A SIPP (Self-Invested Personal Pension) is a DIY pension that gives you full control over how your retirement savings are invested. You choose from shares, funds, ETFs, bonds and investment trusts. Contributions receive tax relief at 20% to 45%, with an annual allowance of £60,000 for 2025/26. You cannot access your SIPP until age 55 (rising to 57 from April 2028), at which point you can take 25% tax-free and draw income from the rest.

If you have ever looked at your workplace pension statement and wondered why you have so little control over where your money is invested, a SIPP might be the answer.
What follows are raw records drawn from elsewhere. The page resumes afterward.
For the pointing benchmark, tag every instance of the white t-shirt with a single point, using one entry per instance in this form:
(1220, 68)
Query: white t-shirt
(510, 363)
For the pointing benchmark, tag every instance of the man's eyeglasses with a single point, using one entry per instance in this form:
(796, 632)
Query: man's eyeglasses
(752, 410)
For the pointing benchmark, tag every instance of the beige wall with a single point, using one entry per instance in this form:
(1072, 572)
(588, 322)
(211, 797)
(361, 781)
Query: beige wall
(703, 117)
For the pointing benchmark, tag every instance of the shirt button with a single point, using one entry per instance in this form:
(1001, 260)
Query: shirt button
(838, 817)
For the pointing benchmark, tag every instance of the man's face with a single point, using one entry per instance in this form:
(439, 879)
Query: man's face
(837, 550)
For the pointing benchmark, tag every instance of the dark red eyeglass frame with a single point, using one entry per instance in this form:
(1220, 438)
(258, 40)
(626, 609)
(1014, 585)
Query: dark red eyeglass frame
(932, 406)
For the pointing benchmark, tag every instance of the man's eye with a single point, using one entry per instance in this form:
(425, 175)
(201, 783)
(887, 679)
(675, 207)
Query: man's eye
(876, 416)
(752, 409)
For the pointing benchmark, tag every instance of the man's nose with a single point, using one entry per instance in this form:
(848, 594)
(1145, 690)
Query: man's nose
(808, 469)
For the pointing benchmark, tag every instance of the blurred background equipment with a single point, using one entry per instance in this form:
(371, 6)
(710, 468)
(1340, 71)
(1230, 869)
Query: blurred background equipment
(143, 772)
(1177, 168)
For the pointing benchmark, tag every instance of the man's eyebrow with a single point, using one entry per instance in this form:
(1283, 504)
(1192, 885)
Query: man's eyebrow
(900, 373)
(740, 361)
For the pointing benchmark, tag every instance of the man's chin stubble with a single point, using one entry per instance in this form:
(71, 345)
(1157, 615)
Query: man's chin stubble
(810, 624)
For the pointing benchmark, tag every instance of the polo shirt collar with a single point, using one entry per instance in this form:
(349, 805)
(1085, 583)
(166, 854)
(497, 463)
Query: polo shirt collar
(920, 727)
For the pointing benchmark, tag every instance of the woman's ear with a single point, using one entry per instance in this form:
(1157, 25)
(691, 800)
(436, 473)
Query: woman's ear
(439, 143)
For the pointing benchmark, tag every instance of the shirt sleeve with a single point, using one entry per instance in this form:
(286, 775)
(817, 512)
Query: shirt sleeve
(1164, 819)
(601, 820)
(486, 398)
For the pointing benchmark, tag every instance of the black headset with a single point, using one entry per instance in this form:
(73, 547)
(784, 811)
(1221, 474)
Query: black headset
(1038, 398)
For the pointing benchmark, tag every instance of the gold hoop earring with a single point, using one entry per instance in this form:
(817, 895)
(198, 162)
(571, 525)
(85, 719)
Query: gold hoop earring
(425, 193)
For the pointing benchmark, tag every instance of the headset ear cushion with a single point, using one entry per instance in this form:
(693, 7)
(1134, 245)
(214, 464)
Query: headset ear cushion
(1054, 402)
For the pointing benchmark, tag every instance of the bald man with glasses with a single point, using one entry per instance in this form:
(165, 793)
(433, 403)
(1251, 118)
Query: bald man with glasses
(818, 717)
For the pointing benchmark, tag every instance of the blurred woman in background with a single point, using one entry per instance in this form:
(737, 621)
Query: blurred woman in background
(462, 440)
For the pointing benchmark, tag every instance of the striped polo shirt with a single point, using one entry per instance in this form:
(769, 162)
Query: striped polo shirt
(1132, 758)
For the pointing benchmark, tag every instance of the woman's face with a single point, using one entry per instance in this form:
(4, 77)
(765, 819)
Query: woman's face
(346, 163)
A Self-Invested Personal Pension puts you in charge of your retirement savings, giving you the freedom to choose your own investments while still benefiting from generous tax relief.
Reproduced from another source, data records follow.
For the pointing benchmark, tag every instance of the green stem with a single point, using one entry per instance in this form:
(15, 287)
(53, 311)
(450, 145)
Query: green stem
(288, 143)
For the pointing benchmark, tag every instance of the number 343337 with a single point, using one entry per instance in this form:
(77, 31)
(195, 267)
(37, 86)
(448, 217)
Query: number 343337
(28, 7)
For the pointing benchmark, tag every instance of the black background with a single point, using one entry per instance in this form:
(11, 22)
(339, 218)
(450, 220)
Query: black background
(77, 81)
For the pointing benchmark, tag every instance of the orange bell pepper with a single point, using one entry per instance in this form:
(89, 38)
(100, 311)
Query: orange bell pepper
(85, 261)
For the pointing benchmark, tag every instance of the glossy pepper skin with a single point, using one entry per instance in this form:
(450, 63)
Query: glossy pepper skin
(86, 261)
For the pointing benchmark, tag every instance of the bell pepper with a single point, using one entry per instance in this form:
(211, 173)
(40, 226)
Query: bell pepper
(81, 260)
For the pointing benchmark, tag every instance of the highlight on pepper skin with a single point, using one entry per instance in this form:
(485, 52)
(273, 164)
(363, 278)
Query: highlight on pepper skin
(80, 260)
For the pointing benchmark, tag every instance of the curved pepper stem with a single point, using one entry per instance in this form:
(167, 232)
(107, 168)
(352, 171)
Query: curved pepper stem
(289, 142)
SIPPs have become one of the most popular pension types in the UK, particularly among self-employed workers, people consolidating old workplace pensions, and investors who want more choice than a standard personal pension offers. This guide explains exactly how SIPPs work, who they suit, and how to get started.

What Is a SIPP?

SIPP stands for Self-Invested Personal Pension. It is a type of personal pension registered with HMRC that lets you choose and manage your own investments. Unlike a workplace pension where your employer's provider picks the funds, a SIPP gives you access to a much wider range of investment options.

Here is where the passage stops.